Giving and contribution:
Think about what you want to leave behind, how you want to matter to others, the overlap between what you're good at and what someone else needs (e.g., mentor someone just starting out in your field).
Personal milestones:
Think about markers that would make you proud of who you've become, things that prove something to yourself, habits you want to build into your identity (e.g., run a marathon).
Wild cards:
Think about anything that doesn't fit the other categories, the weird ones, the ones that make you laugh when you write them down (e.g., learn to fly a plane).

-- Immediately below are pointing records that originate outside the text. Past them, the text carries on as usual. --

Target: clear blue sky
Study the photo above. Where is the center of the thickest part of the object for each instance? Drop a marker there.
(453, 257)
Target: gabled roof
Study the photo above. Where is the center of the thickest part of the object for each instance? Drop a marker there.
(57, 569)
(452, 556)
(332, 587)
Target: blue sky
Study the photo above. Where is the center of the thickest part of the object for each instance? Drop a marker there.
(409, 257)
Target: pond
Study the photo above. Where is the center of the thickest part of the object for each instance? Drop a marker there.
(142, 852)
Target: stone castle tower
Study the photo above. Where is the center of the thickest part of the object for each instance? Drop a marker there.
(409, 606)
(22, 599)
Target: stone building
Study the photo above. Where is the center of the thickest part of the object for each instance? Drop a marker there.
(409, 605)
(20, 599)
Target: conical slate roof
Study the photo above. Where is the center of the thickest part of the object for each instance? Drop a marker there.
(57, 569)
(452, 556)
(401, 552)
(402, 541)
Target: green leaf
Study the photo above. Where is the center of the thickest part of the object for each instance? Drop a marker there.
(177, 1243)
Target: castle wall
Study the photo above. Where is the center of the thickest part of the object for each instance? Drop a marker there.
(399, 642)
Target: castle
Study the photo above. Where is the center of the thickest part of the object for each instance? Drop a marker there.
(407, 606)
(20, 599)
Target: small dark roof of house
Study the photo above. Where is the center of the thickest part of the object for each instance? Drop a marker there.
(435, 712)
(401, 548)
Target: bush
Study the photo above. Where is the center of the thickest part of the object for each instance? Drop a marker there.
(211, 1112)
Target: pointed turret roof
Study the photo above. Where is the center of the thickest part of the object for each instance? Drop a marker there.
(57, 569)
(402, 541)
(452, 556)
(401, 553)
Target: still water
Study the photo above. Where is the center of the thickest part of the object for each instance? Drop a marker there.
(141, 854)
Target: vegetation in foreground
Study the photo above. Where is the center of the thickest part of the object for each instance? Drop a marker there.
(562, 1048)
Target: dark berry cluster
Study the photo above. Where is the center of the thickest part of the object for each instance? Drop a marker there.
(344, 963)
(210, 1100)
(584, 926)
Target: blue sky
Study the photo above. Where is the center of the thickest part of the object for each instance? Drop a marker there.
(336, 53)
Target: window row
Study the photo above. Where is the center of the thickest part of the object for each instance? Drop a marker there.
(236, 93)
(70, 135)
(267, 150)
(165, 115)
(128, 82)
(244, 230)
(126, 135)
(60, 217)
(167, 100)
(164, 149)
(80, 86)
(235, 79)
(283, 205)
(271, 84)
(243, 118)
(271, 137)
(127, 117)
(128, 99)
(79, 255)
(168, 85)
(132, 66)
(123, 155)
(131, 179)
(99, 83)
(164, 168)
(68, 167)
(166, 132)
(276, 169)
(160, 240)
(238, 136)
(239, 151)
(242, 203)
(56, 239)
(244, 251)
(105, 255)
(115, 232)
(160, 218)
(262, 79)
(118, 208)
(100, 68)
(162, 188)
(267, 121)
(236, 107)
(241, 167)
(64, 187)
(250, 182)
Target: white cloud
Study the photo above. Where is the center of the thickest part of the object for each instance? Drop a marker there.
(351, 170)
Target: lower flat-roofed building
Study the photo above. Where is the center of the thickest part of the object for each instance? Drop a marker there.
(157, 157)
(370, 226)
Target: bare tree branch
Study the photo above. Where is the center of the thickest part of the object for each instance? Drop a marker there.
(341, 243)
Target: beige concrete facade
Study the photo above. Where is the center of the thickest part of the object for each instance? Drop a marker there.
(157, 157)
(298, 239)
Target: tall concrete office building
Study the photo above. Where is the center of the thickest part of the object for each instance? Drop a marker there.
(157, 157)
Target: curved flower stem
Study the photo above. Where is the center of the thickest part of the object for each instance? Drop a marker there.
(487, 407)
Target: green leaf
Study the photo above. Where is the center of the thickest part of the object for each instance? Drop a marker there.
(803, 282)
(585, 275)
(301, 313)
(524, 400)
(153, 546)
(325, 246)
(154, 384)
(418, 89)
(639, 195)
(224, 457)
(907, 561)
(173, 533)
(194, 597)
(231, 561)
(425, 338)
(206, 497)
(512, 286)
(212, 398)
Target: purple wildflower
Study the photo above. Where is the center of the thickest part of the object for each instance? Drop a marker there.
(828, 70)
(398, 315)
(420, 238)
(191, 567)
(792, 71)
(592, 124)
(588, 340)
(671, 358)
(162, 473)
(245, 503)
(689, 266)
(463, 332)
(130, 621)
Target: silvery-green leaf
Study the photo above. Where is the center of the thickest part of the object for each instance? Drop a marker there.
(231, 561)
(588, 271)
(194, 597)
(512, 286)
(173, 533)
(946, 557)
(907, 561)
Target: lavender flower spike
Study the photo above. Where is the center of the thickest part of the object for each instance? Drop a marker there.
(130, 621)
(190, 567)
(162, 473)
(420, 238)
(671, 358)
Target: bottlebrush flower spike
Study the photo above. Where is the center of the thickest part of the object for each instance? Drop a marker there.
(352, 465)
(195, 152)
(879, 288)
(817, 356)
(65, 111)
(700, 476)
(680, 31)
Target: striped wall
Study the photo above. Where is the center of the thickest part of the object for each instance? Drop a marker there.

After you complete your list, add when you'd like to do them, how important they are and why you want to do each of them.
Then ask yourself: "What's missing?"
Read the list again and identify what you might have left off because it felt too big, too silly, or too personal. Add them in now.
Reflection
Look at your full list. Read it and work through these prompts.
Which 3 items on your list made you feel a physical pull when you wrote them? (Excitement, longing, nervousness.) Mark them - they are most likely to be the most authentic ones.
Are there items you wrote because you feel you should want them? Mark them differently. You don't have to remove them, but notice them.
Which items connect to the values you identified in Stage 1? Write the value next to the item.
Which items could you start this month, even in a tiny way?
Is there a pattern across your list? A theme that keeps showing up? If yes, name it.
If you could only do 5 things from this entire list, which 5 would you choose? Why?
AI companion (optional)
How to use: After completing your bucket list and reflection, use this prompt to get a thinking partner's perspective. The AI can spot patterns you might miss and challenge items that don't fit your values. Paste your actual list and values for the best results.
Copy and paste the prompt below into Claude, ChatGPT, or any AI assistant alongside your bucket list and values:
I've been working through a life design exercise where I built a bucket list grounded in my personal values and strengths. I want you to help me pressure-test it.
Please do three things:
(1) Flag any items that seem disconnected from my stated values, and ask me whether they're genuinely mine or inherited from someone else's idea of a good life.
(2) Look for patterns or themes across the list and name them.
(3) Suggest 2-3 items I might be missing based on the values and patterns you see.
Don't be polite about it. I want honest feedback, not encouragement.
Here's my bucket list: [INSERT HERE].
And here are my core values from a previous exercise: [INSERT HERE].